This is slightly off-topic, as it relates more to the Magisterium than to tradition per se.
Once upon a time I was an evangelical missionary, a member of a non-denominational pentecostal church. The church had quite a few missionaries working around the globe.
One night, when I was back in the States on furlough, I attended a meeting of the Church’s missions comittee where each of the missionaries was asked to present an update on his or her work.
One of the church’s missionaries was a pastor in Brazil who worked with his association’s Bible School/Seminary. Unbeknownst to himself or any 'sides me at the meeting, he gave one of the greatest arguments in favor of the teaching Magisterium (and hence against sola scriptura) I’ve ever heard from the lips of an evangelical.
As justification for the necessity of the Bible school, and hence his labors, he told stories of several new converts who, in the zeal of their newfound faith would grab up their Bibles and run off to the four corners to preach Christ, tossing in, out of the naivete of their nascent faith, some of the strangest doctrines you ever heard based on their private readings of the Bibles they’d been handled.
Hence, the necessity of the Bible school, to give these Christian pups a proper grounding in the Scriptures equivalent to the zeal in their souls.
What? I thought. Scripture Alone wasn’t working? These zealous preachers were being guided by the Holy Spirit into full-blown cacophanies of heterodoxy.
Apparently. And then he gave some examples of the specific errors which his work at the Bible school had to correct. Not a one of these converts, despite their Bibles and the guidance of the Spirit, had arrived at an understanding of the deity of Christ, of the Holy Trinity, of the propitiation of Christ’s blood, or even salvation by faith alone.

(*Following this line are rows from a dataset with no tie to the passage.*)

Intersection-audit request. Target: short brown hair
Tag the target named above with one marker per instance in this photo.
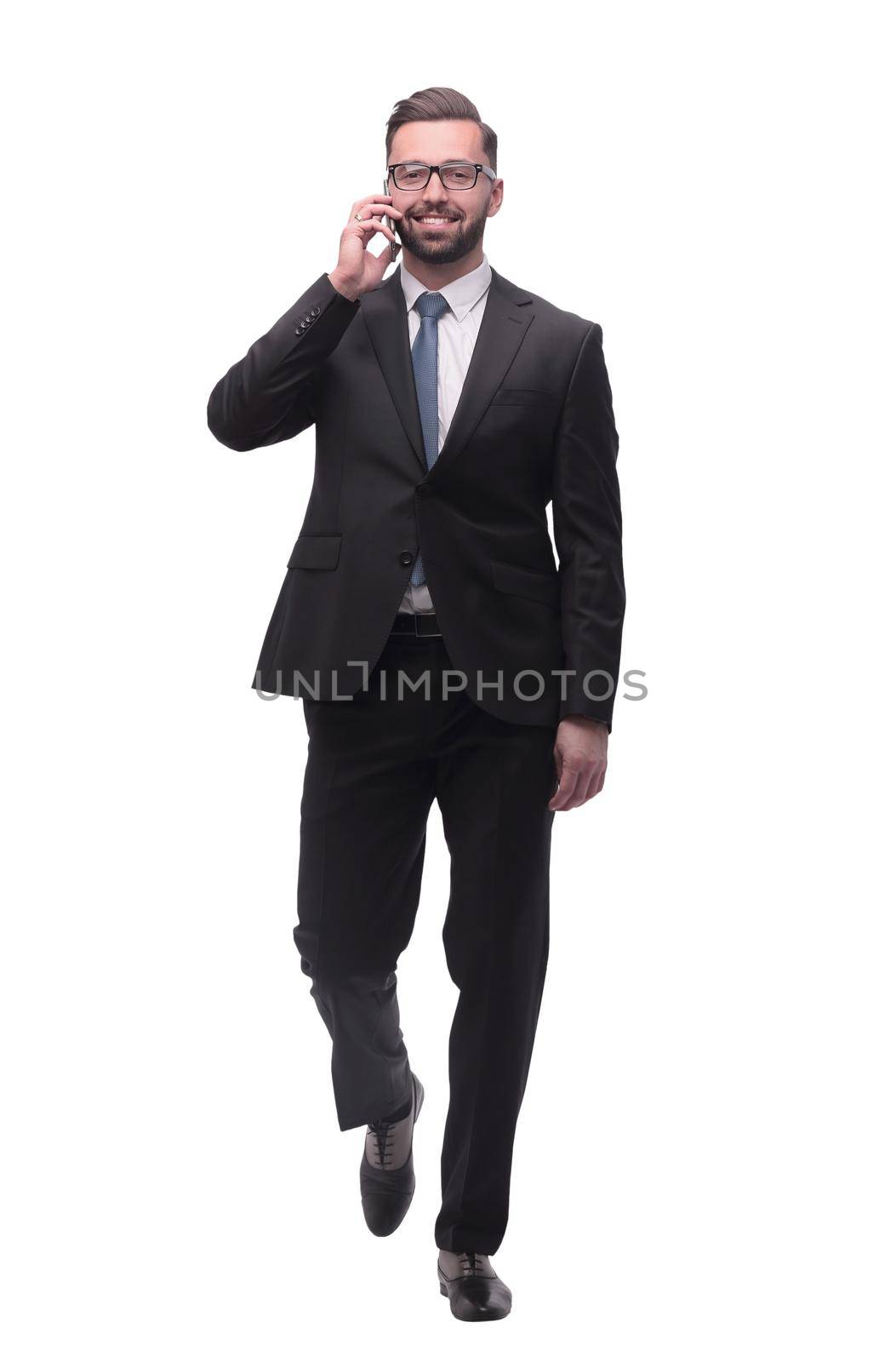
(440, 102)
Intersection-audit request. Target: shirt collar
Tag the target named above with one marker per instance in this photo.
(460, 295)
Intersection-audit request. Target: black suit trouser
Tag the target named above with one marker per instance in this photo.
(374, 766)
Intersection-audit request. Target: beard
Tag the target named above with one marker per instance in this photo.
(442, 247)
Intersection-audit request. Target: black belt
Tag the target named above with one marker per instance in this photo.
(422, 626)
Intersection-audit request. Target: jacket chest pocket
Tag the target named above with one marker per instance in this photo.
(317, 551)
(521, 398)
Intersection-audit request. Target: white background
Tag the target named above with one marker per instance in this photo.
(703, 1166)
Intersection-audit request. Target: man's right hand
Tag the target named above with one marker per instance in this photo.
(357, 270)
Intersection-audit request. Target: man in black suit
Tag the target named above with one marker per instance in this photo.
(440, 651)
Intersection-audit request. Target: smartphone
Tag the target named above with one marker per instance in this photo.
(390, 222)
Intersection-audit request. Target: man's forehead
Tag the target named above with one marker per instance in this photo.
(458, 156)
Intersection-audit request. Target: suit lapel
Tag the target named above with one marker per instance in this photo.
(504, 323)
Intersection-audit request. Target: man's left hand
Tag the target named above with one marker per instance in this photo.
(580, 756)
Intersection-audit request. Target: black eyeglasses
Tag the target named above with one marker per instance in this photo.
(454, 175)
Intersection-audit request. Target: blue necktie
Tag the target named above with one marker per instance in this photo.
(425, 358)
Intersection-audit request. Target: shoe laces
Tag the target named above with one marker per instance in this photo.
(385, 1135)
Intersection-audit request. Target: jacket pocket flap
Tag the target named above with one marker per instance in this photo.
(521, 397)
(537, 586)
(317, 551)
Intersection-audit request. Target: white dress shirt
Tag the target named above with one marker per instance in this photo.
(458, 331)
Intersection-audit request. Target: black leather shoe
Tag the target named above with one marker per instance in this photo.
(387, 1168)
(473, 1287)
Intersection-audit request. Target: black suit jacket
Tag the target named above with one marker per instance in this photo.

So they were corraled into the Bible school to be trained up in the way the denomination would have them go. They emerged some two years later. firm in the faith they’d learned not from the Scriptures, but passed on to them by word of mouth from teachers who had, likewise, learned their faith from others before them. Not a one of them in all that time, professions of belief in the Scriptures Alone notwithstanding, had learned their doctrines from the Scriptures. Instead, after having had the faith handed on to them by teachers and preachers appointed in their church, they were sent out to preach the gospel and guide others into the Truth in their turn.
We’re fast approaching the 500th anniversary of Luther’s 95 Theses. And I venture to assert that in the half-millenium since then there hasn’t been a single Protestant who has learned his doctrine direct from the Scriptures in the privacy of his own study.
Leastwise, not a one who didn’t need to be straightened out afterwards.
Of course, the more astute among Protestants acknowledge all this. Such Protestants therefore argue that it’s not the individual who is guided into all truth through Scripture Alone, but it’s the church which is guided by the Holy Spirit as it reflects on the teachings of the Scriptures.
But then, how does that differ in any substantive way from the Catholic doctrine of the Magisterium?